You don’t get the lump sum of cash all in one go, but rather it tends to be split into different stages, each stage representing a stage of development. For that reason, experience in creating and working to budgets on developments in the past could be crucial.
The strategy
Not all property development business work exactly the same, either. You might have a wildly different profit model from another business in the same market, for instance. In plain terms, your profit model might be based strictly on the purchase, development, and sale of land and property.
Or, depending on what your local market is like, it might be based on buy-to-let or build-to-let properties. You need to figure out your market, which of your options is going to be most profitable, or if perhaps you need to mix both strategies to some degree and come up with the appropriate business plan.
There are templates available to help you craft it, essential as it is.
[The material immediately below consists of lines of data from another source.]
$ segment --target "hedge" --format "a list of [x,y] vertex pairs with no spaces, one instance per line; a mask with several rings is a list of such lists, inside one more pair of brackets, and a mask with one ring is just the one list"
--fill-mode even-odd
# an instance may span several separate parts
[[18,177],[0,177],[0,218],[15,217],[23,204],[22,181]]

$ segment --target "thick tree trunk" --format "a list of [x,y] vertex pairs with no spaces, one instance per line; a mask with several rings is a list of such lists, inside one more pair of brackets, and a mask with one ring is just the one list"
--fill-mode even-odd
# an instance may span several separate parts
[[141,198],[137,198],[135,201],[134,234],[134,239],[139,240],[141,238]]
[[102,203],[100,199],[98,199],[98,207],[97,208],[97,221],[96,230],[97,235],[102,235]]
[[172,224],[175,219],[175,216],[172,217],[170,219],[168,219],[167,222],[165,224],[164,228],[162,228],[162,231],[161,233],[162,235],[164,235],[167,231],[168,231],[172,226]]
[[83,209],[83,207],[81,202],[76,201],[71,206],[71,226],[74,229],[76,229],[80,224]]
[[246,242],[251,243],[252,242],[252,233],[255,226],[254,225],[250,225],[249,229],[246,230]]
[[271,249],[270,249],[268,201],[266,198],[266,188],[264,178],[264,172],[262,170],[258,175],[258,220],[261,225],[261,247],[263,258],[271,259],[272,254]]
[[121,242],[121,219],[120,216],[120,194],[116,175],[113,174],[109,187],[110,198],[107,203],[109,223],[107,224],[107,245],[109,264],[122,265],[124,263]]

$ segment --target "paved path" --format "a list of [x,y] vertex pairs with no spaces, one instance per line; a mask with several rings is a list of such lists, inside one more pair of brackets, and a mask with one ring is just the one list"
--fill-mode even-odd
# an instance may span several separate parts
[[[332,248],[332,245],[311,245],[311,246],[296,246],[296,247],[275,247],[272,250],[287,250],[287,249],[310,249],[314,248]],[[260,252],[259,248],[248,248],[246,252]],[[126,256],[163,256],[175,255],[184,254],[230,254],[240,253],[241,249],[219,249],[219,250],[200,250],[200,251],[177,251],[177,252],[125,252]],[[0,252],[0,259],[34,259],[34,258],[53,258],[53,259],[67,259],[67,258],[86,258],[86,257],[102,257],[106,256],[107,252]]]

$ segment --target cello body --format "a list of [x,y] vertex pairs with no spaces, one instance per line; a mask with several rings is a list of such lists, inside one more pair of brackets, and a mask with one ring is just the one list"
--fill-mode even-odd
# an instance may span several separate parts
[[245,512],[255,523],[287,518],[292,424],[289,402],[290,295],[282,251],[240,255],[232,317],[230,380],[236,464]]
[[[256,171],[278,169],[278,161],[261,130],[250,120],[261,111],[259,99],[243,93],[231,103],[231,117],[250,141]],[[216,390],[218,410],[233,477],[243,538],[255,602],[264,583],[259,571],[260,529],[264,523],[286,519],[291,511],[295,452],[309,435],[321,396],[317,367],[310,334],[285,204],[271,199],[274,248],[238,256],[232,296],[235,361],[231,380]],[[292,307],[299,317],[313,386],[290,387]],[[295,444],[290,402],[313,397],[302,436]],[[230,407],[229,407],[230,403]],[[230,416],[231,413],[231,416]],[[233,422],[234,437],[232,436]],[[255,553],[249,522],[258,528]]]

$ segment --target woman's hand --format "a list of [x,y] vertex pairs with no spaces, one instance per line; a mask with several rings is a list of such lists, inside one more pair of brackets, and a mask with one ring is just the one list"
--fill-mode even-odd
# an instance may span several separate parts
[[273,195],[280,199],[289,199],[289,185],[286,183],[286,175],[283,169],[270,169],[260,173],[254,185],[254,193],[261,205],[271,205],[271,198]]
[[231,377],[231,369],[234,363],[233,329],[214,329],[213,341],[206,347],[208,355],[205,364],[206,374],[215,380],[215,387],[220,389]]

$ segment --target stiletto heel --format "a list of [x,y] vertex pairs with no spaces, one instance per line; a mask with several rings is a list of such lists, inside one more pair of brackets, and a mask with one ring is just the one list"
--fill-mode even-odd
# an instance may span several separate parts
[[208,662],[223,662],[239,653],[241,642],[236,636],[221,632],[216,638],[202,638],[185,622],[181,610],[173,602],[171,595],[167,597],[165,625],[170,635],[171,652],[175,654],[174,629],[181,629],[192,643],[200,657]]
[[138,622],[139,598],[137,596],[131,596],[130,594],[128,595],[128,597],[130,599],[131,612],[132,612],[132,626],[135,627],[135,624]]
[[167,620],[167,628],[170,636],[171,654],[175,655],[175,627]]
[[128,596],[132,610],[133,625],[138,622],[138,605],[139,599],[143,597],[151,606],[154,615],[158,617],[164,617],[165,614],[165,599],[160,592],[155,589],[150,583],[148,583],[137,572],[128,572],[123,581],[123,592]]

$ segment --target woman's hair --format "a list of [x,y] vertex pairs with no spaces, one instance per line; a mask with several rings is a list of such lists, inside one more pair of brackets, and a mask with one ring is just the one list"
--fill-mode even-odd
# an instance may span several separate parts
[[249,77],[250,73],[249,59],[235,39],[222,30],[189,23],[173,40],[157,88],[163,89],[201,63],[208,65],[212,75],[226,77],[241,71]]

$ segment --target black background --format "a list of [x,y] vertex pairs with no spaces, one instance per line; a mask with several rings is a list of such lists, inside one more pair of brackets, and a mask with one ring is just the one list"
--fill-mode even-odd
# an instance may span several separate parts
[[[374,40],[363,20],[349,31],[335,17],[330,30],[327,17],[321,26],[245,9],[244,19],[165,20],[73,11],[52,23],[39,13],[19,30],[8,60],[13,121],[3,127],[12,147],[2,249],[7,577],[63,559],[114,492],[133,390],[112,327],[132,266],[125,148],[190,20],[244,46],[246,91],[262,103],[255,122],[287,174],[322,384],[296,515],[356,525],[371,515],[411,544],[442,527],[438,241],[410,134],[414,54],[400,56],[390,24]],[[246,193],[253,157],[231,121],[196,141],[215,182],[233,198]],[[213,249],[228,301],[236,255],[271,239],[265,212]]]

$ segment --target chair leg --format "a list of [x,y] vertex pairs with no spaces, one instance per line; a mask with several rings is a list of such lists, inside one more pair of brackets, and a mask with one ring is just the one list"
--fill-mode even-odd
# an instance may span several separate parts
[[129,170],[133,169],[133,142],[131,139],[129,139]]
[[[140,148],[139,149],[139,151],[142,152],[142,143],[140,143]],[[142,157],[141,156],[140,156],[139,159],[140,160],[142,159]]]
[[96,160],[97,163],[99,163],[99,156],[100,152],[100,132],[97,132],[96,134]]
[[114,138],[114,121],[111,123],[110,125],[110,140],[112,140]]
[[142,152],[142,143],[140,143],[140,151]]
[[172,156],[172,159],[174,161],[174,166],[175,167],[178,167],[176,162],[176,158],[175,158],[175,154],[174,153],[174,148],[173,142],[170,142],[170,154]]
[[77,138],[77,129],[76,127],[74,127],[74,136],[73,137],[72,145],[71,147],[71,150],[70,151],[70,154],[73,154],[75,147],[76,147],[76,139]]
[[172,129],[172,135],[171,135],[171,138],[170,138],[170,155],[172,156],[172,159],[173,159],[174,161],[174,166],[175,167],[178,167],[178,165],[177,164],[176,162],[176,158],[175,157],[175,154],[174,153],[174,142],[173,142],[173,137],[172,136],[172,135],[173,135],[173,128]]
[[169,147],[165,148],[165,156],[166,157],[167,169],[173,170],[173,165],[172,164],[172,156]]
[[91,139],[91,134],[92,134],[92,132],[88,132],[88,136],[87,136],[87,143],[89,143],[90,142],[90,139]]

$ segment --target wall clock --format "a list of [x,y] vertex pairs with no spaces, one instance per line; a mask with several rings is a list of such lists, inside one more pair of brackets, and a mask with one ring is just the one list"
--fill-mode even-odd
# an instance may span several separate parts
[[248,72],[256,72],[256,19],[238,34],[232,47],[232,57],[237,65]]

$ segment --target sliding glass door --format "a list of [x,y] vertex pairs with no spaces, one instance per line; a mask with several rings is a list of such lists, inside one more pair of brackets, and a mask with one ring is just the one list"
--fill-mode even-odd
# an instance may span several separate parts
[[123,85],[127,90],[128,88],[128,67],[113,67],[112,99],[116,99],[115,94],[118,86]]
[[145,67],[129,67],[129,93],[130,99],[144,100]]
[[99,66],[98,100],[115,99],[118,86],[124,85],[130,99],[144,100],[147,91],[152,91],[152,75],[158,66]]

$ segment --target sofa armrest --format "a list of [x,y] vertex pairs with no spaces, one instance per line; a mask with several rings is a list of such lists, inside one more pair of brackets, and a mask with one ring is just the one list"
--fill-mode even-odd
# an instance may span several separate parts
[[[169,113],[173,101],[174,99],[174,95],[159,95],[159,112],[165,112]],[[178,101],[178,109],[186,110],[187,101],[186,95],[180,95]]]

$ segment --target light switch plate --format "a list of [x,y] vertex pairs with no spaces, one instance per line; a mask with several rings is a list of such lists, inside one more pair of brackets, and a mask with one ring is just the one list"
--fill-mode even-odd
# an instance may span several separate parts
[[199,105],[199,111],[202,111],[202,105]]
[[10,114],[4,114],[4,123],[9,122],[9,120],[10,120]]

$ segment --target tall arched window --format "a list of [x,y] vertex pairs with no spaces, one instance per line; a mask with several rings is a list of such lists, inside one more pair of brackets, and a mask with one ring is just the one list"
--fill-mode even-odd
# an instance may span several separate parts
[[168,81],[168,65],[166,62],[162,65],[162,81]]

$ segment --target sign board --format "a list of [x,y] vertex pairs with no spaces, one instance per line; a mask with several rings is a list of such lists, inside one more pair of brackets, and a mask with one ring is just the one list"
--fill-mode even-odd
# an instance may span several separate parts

If you don’t have the path to profit laid ahead of you, it is going to be all the harder to find it.
The speciality
Most property developers specialize in some kind of property or some kind of investment opportunity. The most common kind is those who buy, renovate, and sell resident homes to the private market.
But you might focus on acquiring land and building new properties or developing properties for commercial entities instead. Finding a niche is valuable because it gives you a specific market to focus on. Properties have to be developed not by any one rule-book but catered to the specific buyer or tenant.
Learning what their priorities will be can allow you to focus your budget more specifically on what is most important about the property for them, not just a scattershot approach to increasing the value of a property.
The location
There’s one rule in property development that you have to learn above all else: you don’t make your money when you sell a property, you make it when you buy it. For that reason, opportunism is one of the key factors in a successful property development business.
Finding those opportunities for profit is all about location, first and foremost. You need to get to know different areas, look for the signs of neighborhoods that are on the rise, changes in demographics, whether a city or area is more rent-friendly or more profitable for buying and selling, and so on. Pay attention to rent price, to recent sales, and to signs of development in an area such as new services and businesses opening there.
The timing
Opportunity is all about timing, as well. The housing market has its ups-and-downs not just in the grand scheme of things but from year to year. To profit as much as possible, you need to buy when prices are cheap, then develop and hold onto properties until prices are high again.
Finding the ideal time to buy and sell might not always depend on seasonal shifts, either, but on market dynamics. It’s a good idea, once you’re up and running, to sell property before you buy, so you don’t always have to rely on bridging loans that can impose some restrictions on your overall budget.
The connections
As a property developer, your expertise is going to be in finding the best possible opportunities for property development. You are likely not going to be a contractor or renovator yourself, so you need to build connections within those industries to make the actual development side as painless and cost-effective as possible.
This includes builders, utility fitters, painters, renovators, architects, and companies that rent out equipment like diggers and tip trucks. Fostering connections within these industries is crucial. The better your relationship, the longer you’ve worked with them, the more likely you are to benefit from better deals.
Beyond just searching for these services like a consumer would, take the opportunity to network within trade shows that tend to act as a shared space for many of these services.
The marketing
The property market isn’t the only one you need to concern yourself with. You need to focus on building a brand as a property developer to the market of consumers, as well. This includes learning to market the properties you develop and doing so without the assistance of realtors can reduce your overall costs.
But property developers can also extend their services to others, such as landlords or property owners who want to increase the value of their own property. If you offer your development services to others, then you have a strong brand.
This includes having the right digital brand, but it also includes having show homes created in conjunction with interior designers and stylists to give an idea of the final product you offer.
If you don’t have any experience either in renovations, property investment, or construction, then it’s probably a good idea to get some. You need to know the market and what’s involved before you try to make a career profiting from it.